Ko-ta どういう位置だったんだよ、お前は(笑)。
GOI みんなふわふわしちゃってたというか。で、この2人(Ko-hey、Ko-ta)がバンドの顔なんですけど、そんなふわふわした状態じゃ不安なんじゃないかと思って、ここは俺の出番だなと。
Ko-ta 実はメンバー5人全員が納得できるサウンドにしようというコンセプトを、GOIちゃんが作り上げまして。「これカッコよくないじゃん」「それカッコいいね」とジャッジしてくれて、GOIちゃんの一言一言に後押しされた部分が多い気がしますね。
GOI それ以前は2人に任せっきりで、自分のパートぐらいしか意見を出さなかったんです。お兄ちゃん(Ko-ta)が怖すぎて(笑)。でも今回はちょっと開き直ったというか、もっと言ってやろうと……まあこれ、今初めて言う話なんですけど。2人にも。
──そうなんですね(笑)。
Ko-ta GOIちゃんはふわっとした口調で説明するんですけど、内容は芯のあることを言ってるので、その意見を反映していくといい曲が生まれていくんですよね。最初は僕が目指してたところとは違ってたんですけど、最終的には狙ったところにたどり着いたというか。
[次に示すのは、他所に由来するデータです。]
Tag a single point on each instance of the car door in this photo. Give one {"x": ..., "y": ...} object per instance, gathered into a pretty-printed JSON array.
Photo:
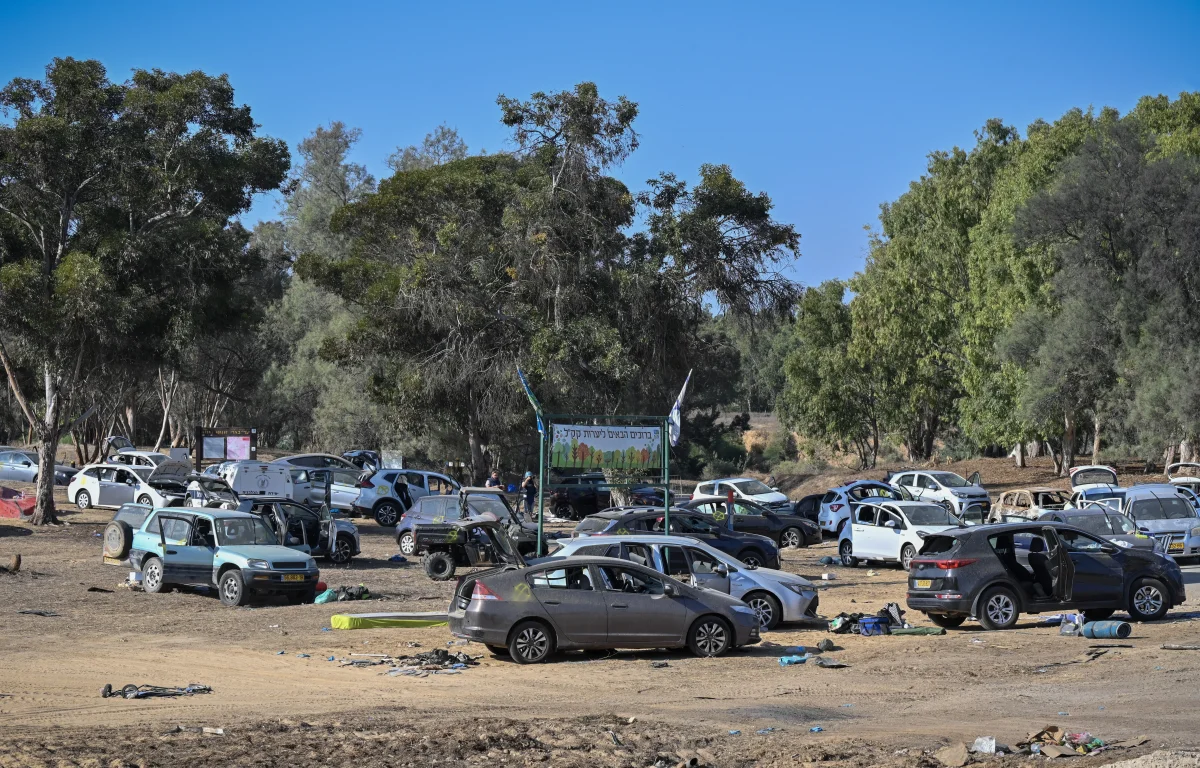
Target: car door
[
  {"x": 576, "y": 607},
  {"x": 640, "y": 613},
  {"x": 1098, "y": 575}
]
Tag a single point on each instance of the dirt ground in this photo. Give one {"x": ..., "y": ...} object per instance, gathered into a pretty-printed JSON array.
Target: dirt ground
[{"x": 280, "y": 701}]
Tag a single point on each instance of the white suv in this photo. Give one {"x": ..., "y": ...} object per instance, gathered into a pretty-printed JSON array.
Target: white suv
[{"x": 947, "y": 489}]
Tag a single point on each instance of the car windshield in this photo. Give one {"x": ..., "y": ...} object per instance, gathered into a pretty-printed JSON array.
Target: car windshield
[
  {"x": 241, "y": 531},
  {"x": 949, "y": 479},
  {"x": 751, "y": 487},
  {"x": 930, "y": 515}
]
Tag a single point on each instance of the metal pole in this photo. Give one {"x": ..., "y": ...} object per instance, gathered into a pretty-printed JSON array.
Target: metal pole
[{"x": 541, "y": 493}]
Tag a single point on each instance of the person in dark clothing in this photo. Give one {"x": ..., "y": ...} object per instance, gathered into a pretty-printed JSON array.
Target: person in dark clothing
[{"x": 529, "y": 489}]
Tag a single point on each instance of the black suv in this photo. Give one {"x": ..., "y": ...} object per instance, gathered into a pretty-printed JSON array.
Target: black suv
[
  {"x": 786, "y": 531},
  {"x": 753, "y": 550},
  {"x": 996, "y": 573}
]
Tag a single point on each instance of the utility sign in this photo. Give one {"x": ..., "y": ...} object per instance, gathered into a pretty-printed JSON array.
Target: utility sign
[{"x": 589, "y": 447}]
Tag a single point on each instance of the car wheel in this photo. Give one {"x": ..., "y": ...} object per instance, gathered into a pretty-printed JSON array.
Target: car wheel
[
  {"x": 343, "y": 551},
  {"x": 946, "y": 621},
  {"x": 232, "y": 588},
  {"x": 531, "y": 642},
  {"x": 753, "y": 558},
  {"x": 153, "y": 576},
  {"x": 388, "y": 514},
  {"x": 709, "y": 636},
  {"x": 767, "y": 607},
  {"x": 1147, "y": 600},
  {"x": 792, "y": 538},
  {"x": 438, "y": 565},
  {"x": 999, "y": 609},
  {"x": 846, "y": 551}
]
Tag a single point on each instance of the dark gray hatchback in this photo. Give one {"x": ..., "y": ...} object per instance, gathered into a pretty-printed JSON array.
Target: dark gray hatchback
[{"x": 996, "y": 573}]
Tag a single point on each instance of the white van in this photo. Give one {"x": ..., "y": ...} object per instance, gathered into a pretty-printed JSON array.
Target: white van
[{"x": 258, "y": 478}]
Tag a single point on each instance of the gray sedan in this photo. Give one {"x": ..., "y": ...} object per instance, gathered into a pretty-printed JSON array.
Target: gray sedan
[{"x": 594, "y": 603}]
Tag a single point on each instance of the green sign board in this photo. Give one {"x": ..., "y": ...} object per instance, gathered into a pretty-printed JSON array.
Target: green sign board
[{"x": 589, "y": 447}]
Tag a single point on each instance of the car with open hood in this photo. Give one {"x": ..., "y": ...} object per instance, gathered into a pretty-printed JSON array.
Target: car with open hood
[
  {"x": 774, "y": 595},
  {"x": 111, "y": 485},
  {"x": 892, "y": 532},
  {"x": 594, "y": 603},
  {"x": 996, "y": 573},
  {"x": 232, "y": 551}
]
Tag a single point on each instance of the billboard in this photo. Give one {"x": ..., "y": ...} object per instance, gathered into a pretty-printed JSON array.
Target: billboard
[{"x": 588, "y": 447}]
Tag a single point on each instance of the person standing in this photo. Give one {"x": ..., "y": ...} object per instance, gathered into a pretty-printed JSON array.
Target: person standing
[{"x": 529, "y": 489}]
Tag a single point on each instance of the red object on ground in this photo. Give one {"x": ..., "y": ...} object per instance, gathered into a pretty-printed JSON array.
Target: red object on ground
[{"x": 16, "y": 504}]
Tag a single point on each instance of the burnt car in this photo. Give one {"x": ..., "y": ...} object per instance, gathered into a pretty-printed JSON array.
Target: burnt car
[
  {"x": 996, "y": 573},
  {"x": 785, "y": 529},
  {"x": 594, "y": 603},
  {"x": 753, "y": 550},
  {"x": 580, "y": 496},
  {"x": 473, "y": 543}
]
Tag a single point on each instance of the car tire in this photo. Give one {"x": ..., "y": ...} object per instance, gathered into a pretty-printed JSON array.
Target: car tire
[
  {"x": 767, "y": 606},
  {"x": 232, "y": 588},
  {"x": 792, "y": 538},
  {"x": 118, "y": 539},
  {"x": 846, "y": 552},
  {"x": 343, "y": 551},
  {"x": 153, "y": 576},
  {"x": 1147, "y": 600},
  {"x": 438, "y": 565},
  {"x": 999, "y": 609},
  {"x": 531, "y": 642},
  {"x": 709, "y": 636},
  {"x": 946, "y": 621},
  {"x": 753, "y": 558},
  {"x": 388, "y": 514}
]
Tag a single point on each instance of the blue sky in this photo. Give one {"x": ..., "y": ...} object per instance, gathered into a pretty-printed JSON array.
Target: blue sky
[{"x": 829, "y": 108}]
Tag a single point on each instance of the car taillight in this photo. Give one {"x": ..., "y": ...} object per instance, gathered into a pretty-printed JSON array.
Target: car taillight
[{"x": 483, "y": 593}]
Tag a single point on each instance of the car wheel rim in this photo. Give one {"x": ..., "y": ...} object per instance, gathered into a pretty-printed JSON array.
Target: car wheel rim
[
  {"x": 763, "y": 610},
  {"x": 532, "y": 643},
  {"x": 1001, "y": 610},
  {"x": 711, "y": 637},
  {"x": 1147, "y": 600}
]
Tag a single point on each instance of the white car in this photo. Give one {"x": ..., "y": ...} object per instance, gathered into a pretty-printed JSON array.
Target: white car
[
  {"x": 112, "y": 485},
  {"x": 743, "y": 489},
  {"x": 892, "y": 532},
  {"x": 952, "y": 491}
]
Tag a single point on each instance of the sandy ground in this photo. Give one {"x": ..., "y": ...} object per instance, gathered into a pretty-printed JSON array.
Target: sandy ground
[{"x": 899, "y": 699}]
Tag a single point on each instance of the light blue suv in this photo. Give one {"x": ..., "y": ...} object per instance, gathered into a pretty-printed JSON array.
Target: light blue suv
[{"x": 235, "y": 552}]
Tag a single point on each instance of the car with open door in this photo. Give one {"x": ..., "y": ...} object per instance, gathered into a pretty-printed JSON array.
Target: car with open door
[
  {"x": 774, "y": 595},
  {"x": 528, "y": 613},
  {"x": 232, "y": 551},
  {"x": 996, "y": 573}
]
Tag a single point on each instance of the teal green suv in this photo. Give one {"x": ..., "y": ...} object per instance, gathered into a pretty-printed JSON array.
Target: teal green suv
[{"x": 235, "y": 552}]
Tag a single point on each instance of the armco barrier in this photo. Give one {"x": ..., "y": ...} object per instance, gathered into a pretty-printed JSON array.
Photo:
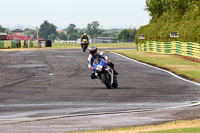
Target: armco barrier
[
  {"x": 14, "y": 44},
  {"x": 180, "y": 48}
]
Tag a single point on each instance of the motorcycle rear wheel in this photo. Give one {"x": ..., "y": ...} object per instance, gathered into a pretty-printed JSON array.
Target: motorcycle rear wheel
[
  {"x": 106, "y": 80},
  {"x": 84, "y": 48}
]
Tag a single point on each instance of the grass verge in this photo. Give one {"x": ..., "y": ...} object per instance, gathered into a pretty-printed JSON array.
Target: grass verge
[
  {"x": 176, "y": 64},
  {"x": 99, "y": 45}
]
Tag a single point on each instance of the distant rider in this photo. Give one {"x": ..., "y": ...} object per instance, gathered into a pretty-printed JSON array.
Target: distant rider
[
  {"x": 85, "y": 37},
  {"x": 93, "y": 54}
]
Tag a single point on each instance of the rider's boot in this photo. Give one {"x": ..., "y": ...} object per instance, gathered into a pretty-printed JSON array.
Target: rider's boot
[
  {"x": 115, "y": 72},
  {"x": 93, "y": 76}
]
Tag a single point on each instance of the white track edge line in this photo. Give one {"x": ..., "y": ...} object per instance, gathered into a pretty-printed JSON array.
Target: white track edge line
[{"x": 198, "y": 84}]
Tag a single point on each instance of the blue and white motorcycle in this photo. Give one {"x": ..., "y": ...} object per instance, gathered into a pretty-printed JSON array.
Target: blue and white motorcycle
[{"x": 105, "y": 73}]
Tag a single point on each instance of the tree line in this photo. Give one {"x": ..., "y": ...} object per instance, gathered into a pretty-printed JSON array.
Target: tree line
[
  {"x": 48, "y": 31},
  {"x": 93, "y": 29},
  {"x": 182, "y": 16},
  {"x": 173, "y": 10}
]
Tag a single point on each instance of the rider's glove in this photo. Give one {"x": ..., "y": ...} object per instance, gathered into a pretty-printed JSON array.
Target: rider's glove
[
  {"x": 107, "y": 61},
  {"x": 91, "y": 68}
]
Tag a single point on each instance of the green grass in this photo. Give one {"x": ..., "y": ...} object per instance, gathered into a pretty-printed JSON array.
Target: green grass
[
  {"x": 173, "y": 63},
  {"x": 100, "y": 45}
]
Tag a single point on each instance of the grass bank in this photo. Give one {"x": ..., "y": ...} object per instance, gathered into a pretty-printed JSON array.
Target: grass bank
[
  {"x": 171, "y": 127},
  {"x": 176, "y": 64},
  {"x": 99, "y": 45}
]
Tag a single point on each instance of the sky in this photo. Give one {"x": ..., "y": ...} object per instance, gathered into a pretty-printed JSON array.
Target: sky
[{"x": 109, "y": 13}]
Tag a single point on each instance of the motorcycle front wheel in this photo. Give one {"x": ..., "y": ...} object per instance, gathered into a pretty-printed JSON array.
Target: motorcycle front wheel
[
  {"x": 84, "y": 48},
  {"x": 106, "y": 80}
]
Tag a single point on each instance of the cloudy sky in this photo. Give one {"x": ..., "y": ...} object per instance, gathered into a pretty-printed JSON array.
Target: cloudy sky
[{"x": 110, "y": 13}]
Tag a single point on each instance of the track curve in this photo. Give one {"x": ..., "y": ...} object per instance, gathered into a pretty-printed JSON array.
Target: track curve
[{"x": 47, "y": 83}]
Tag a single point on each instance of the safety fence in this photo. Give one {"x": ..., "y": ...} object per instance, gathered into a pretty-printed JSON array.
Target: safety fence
[
  {"x": 18, "y": 44},
  {"x": 180, "y": 48}
]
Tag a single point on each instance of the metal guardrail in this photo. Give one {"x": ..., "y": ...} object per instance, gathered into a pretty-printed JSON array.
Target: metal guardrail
[
  {"x": 18, "y": 44},
  {"x": 180, "y": 48}
]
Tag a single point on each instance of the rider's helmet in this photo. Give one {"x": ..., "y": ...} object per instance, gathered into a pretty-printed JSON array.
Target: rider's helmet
[{"x": 93, "y": 50}]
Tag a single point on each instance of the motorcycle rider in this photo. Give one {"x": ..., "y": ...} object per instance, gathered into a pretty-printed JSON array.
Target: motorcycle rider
[
  {"x": 93, "y": 54},
  {"x": 85, "y": 37}
]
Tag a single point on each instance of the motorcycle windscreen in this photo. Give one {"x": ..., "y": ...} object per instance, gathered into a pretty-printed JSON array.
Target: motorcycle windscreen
[{"x": 98, "y": 62}]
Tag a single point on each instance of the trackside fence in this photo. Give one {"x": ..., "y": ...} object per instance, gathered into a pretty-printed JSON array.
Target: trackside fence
[
  {"x": 18, "y": 44},
  {"x": 180, "y": 48}
]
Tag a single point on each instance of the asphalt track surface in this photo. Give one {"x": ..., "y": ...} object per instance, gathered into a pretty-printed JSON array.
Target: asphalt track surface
[{"x": 43, "y": 84}]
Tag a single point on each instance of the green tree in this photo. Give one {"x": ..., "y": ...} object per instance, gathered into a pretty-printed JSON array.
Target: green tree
[
  {"x": 71, "y": 29},
  {"x": 93, "y": 29},
  {"x": 62, "y": 36},
  {"x": 52, "y": 36},
  {"x": 127, "y": 35},
  {"x": 73, "y": 36},
  {"x": 48, "y": 30}
]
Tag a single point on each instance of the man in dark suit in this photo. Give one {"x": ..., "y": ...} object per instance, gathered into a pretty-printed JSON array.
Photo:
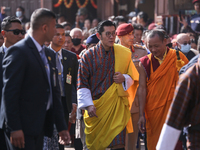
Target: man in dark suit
[
  {"x": 10, "y": 38},
  {"x": 67, "y": 65},
  {"x": 31, "y": 96}
]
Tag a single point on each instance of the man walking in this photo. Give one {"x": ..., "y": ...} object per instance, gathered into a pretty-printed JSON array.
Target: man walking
[
  {"x": 106, "y": 71},
  {"x": 158, "y": 78},
  {"x": 31, "y": 96}
]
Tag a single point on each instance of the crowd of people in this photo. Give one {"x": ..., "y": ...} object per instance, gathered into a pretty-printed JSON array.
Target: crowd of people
[{"x": 98, "y": 84}]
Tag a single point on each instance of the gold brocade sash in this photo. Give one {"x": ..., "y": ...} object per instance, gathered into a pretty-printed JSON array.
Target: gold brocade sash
[{"x": 112, "y": 108}]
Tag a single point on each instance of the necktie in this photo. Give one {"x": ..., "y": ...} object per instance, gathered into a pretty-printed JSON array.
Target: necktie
[
  {"x": 58, "y": 64},
  {"x": 45, "y": 61}
]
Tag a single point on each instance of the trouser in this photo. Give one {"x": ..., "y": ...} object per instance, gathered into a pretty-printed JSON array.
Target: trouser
[
  {"x": 31, "y": 142},
  {"x": 132, "y": 138}
]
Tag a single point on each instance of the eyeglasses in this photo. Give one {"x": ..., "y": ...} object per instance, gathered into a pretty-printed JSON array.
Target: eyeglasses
[
  {"x": 17, "y": 31},
  {"x": 108, "y": 34},
  {"x": 169, "y": 45},
  {"x": 193, "y": 41},
  {"x": 185, "y": 43}
]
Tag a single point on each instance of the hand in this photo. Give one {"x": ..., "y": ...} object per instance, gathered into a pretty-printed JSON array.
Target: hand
[
  {"x": 92, "y": 111},
  {"x": 74, "y": 108},
  {"x": 17, "y": 139},
  {"x": 118, "y": 77},
  {"x": 184, "y": 22},
  {"x": 141, "y": 124},
  {"x": 77, "y": 19},
  {"x": 64, "y": 137},
  {"x": 72, "y": 115}
]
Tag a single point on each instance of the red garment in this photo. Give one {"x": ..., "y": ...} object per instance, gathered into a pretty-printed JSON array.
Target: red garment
[{"x": 80, "y": 49}]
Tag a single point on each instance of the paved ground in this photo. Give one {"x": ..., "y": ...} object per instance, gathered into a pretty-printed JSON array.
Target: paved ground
[{"x": 142, "y": 147}]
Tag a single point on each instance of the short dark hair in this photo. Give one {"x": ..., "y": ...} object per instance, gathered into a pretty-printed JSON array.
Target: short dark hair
[
  {"x": 67, "y": 33},
  {"x": 59, "y": 26},
  {"x": 40, "y": 17},
  {"x": 143, "y": 15},
  {"x": 102, "y": 24},
  {"x": 119, "y": 19},
  {"x": 64, "y": 24},
  {"x": 60, "y": 16},
  {"x": 22, "y": 8},
  {"x": 137, "y": 26},
  {"x": 6, "y": 23},
  {"x": 153, "y": 33}
]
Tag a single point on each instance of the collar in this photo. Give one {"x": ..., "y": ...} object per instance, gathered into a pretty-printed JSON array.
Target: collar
[
  {"x": 161, "y": 60},
  {"x": 132, "y": 49},
  {"x": 59, "y": 52}
]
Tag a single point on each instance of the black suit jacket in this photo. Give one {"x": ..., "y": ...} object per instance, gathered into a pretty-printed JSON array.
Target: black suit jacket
[
  {"x": 70, "y": 66},
  {"x": 26, "y": 90},
  {"x": 1, "y": 72}
]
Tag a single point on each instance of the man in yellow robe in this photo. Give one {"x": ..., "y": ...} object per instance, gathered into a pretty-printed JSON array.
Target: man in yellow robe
[
  {"x": 105, "y": 73},
  {"x": 158, "y": 77}
]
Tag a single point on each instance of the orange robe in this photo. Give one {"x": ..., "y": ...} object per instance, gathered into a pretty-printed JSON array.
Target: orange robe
[{"x": 160, "y": 90}]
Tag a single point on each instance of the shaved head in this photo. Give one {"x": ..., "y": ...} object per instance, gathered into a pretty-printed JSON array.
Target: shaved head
[{"x": 182, "y": 37}]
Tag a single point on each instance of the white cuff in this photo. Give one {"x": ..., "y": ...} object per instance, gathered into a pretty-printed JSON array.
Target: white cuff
[
  {"x": 128, "y": 82},
  {"x": 84, "y": 98},
  {"x": 168, "y": 138}
]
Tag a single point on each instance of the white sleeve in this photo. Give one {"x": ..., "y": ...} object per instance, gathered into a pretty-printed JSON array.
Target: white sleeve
[
  {"x": 84, "y": 98},
  {"x": 168, "y": 138},
  {"x": 128, "y": 82}
]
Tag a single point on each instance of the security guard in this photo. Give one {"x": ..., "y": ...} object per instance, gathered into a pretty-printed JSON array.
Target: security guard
[{"x": 195, "y": 19}]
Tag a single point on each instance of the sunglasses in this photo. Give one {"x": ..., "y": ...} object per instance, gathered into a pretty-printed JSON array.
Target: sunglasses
[
  {"x": 169, "y": 45},
  {"x": 17, "y": 31},
  {"x": 108, "y": 34}
]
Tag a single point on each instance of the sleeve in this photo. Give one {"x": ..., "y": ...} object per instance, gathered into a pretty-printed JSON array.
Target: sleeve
[
  {"x": 182, "y": 99},
  {"x": 83, "y": 88},
  {"x": 177, "y": 112},
  {"x": 128, "y": 82},
  {"x": 14, "y": 65},
  {"x": 168, "y": 135},
  {"x": 57, "y": 105},
  {"x": 74, "y": 84},
  {"x": 84, "y": 72},
  {"x": 84, "y": 98}
]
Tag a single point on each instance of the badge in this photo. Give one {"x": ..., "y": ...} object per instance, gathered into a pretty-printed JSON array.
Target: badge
[
  {"x": 136, "y": 55},
  {"x": 49, "y": 58},
  {"x": 69, "y": 79},
  {"x": 54, "y": 79}
]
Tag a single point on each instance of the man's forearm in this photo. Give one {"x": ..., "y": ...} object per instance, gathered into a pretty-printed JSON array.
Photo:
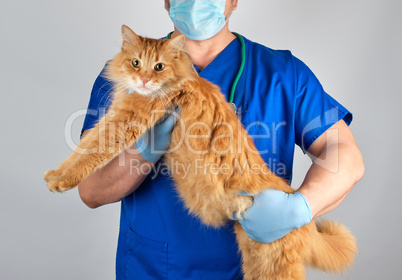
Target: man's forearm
[{"x": 330, "y": 178}]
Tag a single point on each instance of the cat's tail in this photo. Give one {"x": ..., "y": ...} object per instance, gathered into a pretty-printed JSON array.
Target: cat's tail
[{"x": 333, "y": 249}]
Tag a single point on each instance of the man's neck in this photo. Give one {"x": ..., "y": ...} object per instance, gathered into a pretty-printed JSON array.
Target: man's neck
[{"x": 204, "y": 52}]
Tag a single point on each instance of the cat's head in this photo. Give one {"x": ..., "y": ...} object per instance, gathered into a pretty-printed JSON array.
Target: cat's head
[{"x": 150, "y": 66}]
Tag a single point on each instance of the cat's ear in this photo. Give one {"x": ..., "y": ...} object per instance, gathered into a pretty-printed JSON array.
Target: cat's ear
[
  {"x": 176, "y": 44},
  {"x": 130, "y": 39}
]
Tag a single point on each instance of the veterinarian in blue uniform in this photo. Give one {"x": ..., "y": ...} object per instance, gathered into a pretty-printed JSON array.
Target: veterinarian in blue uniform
[{"x": 280, "y": 102}]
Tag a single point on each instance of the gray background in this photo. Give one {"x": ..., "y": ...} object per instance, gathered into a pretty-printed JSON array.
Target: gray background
[{"x": 51, "y": 52}]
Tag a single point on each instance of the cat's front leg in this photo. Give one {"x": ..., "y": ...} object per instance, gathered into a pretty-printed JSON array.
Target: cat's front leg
[{"x": 101, "y": 145}]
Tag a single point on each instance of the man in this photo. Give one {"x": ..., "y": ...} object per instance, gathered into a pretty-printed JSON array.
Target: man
[{"x": 281, "y": 103}]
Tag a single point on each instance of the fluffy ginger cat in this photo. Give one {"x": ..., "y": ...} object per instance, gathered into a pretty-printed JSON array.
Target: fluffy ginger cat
[{"x": 211, "y": 196}]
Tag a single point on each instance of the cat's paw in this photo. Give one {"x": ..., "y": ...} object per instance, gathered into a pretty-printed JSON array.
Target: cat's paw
[
  {"x": 62, "y": 183},
  {"x": 51, "y": 174}
]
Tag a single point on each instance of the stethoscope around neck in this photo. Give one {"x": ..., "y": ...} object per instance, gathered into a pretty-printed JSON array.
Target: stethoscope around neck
[{"x": 239, "y": 73}]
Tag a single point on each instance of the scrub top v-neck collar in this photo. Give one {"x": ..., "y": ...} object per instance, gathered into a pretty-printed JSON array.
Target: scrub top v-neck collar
[{"x": 222, "y": 57}]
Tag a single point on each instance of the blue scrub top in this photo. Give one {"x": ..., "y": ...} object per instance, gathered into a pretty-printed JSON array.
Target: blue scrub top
[{"x": 281, "y": 103}]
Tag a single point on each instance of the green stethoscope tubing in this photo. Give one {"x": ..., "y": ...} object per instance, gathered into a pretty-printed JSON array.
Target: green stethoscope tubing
[{"x": 243, "y": 62}]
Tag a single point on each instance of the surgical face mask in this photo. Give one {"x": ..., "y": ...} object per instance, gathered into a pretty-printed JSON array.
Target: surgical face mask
[{"x": 198, "y": 19}]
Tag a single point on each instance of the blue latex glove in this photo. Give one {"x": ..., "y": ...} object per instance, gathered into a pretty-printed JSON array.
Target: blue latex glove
[
  {"x": 153, "y": 143},
  {"x": 274, "y": 214}
]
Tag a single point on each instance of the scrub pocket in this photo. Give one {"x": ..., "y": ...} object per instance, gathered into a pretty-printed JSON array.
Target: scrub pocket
[{"x": 147, "y": 259}]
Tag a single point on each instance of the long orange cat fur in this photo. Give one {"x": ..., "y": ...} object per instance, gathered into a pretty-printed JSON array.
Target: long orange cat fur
[{"x": 211, "y": 196}]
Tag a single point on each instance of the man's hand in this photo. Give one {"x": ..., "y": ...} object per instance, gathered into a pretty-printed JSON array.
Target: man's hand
[
  {"x": 274, "y": 214},
  {"x": 153, "y": 143}
]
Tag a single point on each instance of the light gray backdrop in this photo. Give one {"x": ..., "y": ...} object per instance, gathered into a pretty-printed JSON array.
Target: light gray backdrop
[{"x": 51, "y": 52}]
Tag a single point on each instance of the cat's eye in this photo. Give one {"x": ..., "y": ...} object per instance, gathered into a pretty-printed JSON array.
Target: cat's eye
[
  {"x": 136, "y": 63},
  {"x": 159, "y": 66}
]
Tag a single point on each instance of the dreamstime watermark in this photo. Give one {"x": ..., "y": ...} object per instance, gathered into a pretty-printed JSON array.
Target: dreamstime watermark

だから結果オーライっていうところです。
メンバーチェンジ後もバンド内の雰囲気は変わってない
──Negiさんは今回のレコーディングで、どういうところに注意しましたか?
Negi(Dr) リズム隊として一番大きいのはベーシストが替わったこと。相棒が替わったので、新しい相棒にとりあえず慣れるところから始めなきゃみたいな感じがありまして。で、まあ慣れつつアルバムの制作に入ったんですけど、それだけで1枚目、2枚目とは全然変わったなっていう気はするんですよね。
──やっぱり2ndアルバムから3rdアルバムまでの間にシングルを何枚か出すことで、今の5人の結束というか、新しいバンド感みたいなものを築き上げていったっていう感じもあるんでしょうか?
Ko-ta そうですね。とはいいつつ、もともと僕とJigen以外はみんな学生時代の同級生なんで、バンド内の雰囲気はあんまり変わってないんですよ。逆にJigenはみんなに合わせてる感じがあったけど、最近やっと慣れてきた感じかな。
Jigen(B) いやいや、まだ慣れてないですね(笑)。
──そうなんですか?(笑) ではそのJigenさんはどうですか?
Jigen 僕はシングル「YOUTHFUL」からレコーディングやライブに参加したんですけど、最初はみんなが自分にどう弾いてほしいかっていうことを考えながら周りに合わせてたんです。でも今回のアルバムでは自分が弾きたいものとかカッコいいと思うものとか、そういうことを意識してます。「イチエタビ」なんてまさにそんな感じですね。
収録曲
- AS ASH
- BYE×BYE
- MONKEY
- Distance
- リオトキオ
- BLACK PEANUTS
- STAR
- ORDINARY LUNCH
- TIME
- イチエタビ
- YOUTHFUL -ALBUM ver.-
- El Dorado
- Requiem
New Album 3 Release記念・
ワンマンライブ "STAND UP SHIBUYA"
- 2013年10月5日(土)東京都 Mt.RAINIER HALL SHIBUYA PLEASURE PLEASURE
99RadioService インストアライブ情報
- 2013年7月12日(金)宮城県 タワーレコード仙台パルコ店
- 2013年7月14日(日)神奈川県 タワーレコード横浜モアーズ店
99RadioService ライブ情報
- 2013年7月19日(金)神奈川県 F.A.D YOKOHAMA
- 2013年9月12日(木)大阪府 心斎橋JANUS
- 2013年9月19日(木)愛知県 名古屋APOLLO THEATER
- 2013年9月27日(金)宮城県 仙台パークスクエア
99RadioService(ないんないんれでぃおさーびす)
Ko-hey(Vo, G)、Ko-ta(G, Vo)、Jigen(B)、GOI(Key)、Negi(Dr)からなるロックバンド。2007年に東京で結成され、下北沢を中心にライブ活動を展開する。起伏に富んだキャッチーなメロディと独特の存在感を持つボーカル、緻密に計算されたバンドアンサンブルが好評を博す。2011年9月にアルバム「2」でメジャーデビュー。同年11月に発売されたシングル「YOUTHFUL」はテレビアニメ「ちはやふる」のオープニングテーマに採用され、大きな反響を呼んだ。その後も「BYE×BYE」「STAR」といったシングルを発表し続け、中でも「STAR」は2013年1月からスタートのテレビアニメ「ちはやふる2」のオープイニングテーマとして話題を集めた。同年6月に2年ぶりとなるアルバム「3」をリリース。10月には東京・Mt.RAINIER HALL SHIBUYA PLEASURE PLEASUREでワンマンライブを行う。